Insane Traffic Stop Tests ‘Show Me Your Papers’ Law

A mother of three with a pending domestic violence visa was detained for five days over a traffic violation. Now she's a legal test case.

WASHINGTON, DC - APRIL 25: People protest in front of the U.S. Supreme Court, on April 25, 2012 in Washington, DC. Later this morning the high court will hear arguments on Arizona v. United States and will be tasked with deciding the conflicting roles of national and state governments in controlling the lives of noncitizens living illegally in the U.S. while deciding the constitutionality of Arizona's immigration law SB 1070.  (Photo by Mark Wilson/Getty Images)

Shortly after Arizona’s draconian “Show Me Your Papers” immigration law went into effect in 2012,  Maria del Rosario Cortes, a 31 year-old Mexican national and mother of three, was put in handcuffs, transported to border patrol station, and detained for five days over a traffic violation. Today, her startling treatment became the basis for the first lawsuit challenging the constitutionality of enforcement of the law.

Cortes suffered horrific acts of domestic violence at the hands of her former husband, according to a lawsuit filed by the ACLU in Federal Court yesterday afternoon, and, after cooperating in his prosecution, Cortes applied for and eventually received a U-Visa, which grants citizenship and work rights to victims of domestic violence.

After she applied for the U-Visa but before it was granted, Cortes was driving through Pinal County and was pulled over by an Arizona sheriff’s deputy for a cracked windshield. The depury, Chad Lakosky, asked Cortes for her license and identification papers, and asked if she had a visa. Cortes gave Lakosky her full name and explained that she was in the process of obtaining a U-Visa.

Cortes offered to show the deputy a copy of her pending U-Visa application but he wasn’t interested, Cortes says. Another officer, Kristina Stoltz, joined Lakosky at the traffic stop and asked Cortes to step out of the vehicle. Stoltz patted Cortes down, then handcuffed Cortes.
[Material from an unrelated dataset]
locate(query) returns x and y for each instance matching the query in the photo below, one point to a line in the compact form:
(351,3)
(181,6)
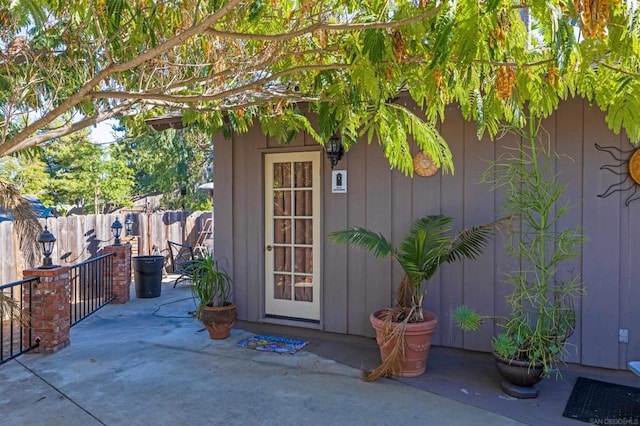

“They put me in the police car, never told me why they were taking me or where I was going, which really worried me because I didn’t know what would happen to my children — the five days I spent detained were a nightmare for me,” Cortes says in a written statement.

Cortes, still handcuffed, was driven 13 miles away from the traffic stop to a U.S. Customs and Border Patrol office in Casa Grande. When they arrived at the office, Lakosky wrote Cortes a traffic citation for her windshield, lack of license, and failure to provide proof of insurance. Then he left the office and Cortes was transferred to federal immigration officers who kept her in detention for the next five days.  In Lakosky’s narrative of the report on the incident, he wrote that Cortes was “cited and released.” He made no mention of Cortes being arrested, handcuffed, transported, and detained for five days.

The lawsuit claims that Lakosky and Stoltz violated Cortes’ Fourth amendment right against unreasonable seizure. Cortes’ lawyers argue that “at no time during the stop did these Defendants have either probable cause or reasonable suspicion that Ms. Cortes was involved in criminal activity and at no time was Ms. Cortes told that she was under arrest for any reason. At no time during the stop did Ms. Cortes believe that she was free to leave the scene”

Pinal County Sheriff Paul Babeu said in a written statement that his “deputies took the exact actions as what is required by law.”

The “Show Me Your Papers” law, officially known S.B. 1070, allows police officers, while enforcing other laws, to question the immigration status of those suspected of being in the country illegally.  After the law passed in 2010, opponents filed legal complaints against the the constitutionality of law’s provisions, arguing that it sanctioned racial profiling and that state law was overstepping federal statues. The Supreme Court upheld the law and said they could not determine if S.B. 1070 was a violation of Federal Law because it still had not been enforced.

Cortes, who experienced enforcement of the law first hand, is seeking punitive damages for violation of her constitutional rights. She was granted a U-Visa in July of 2013.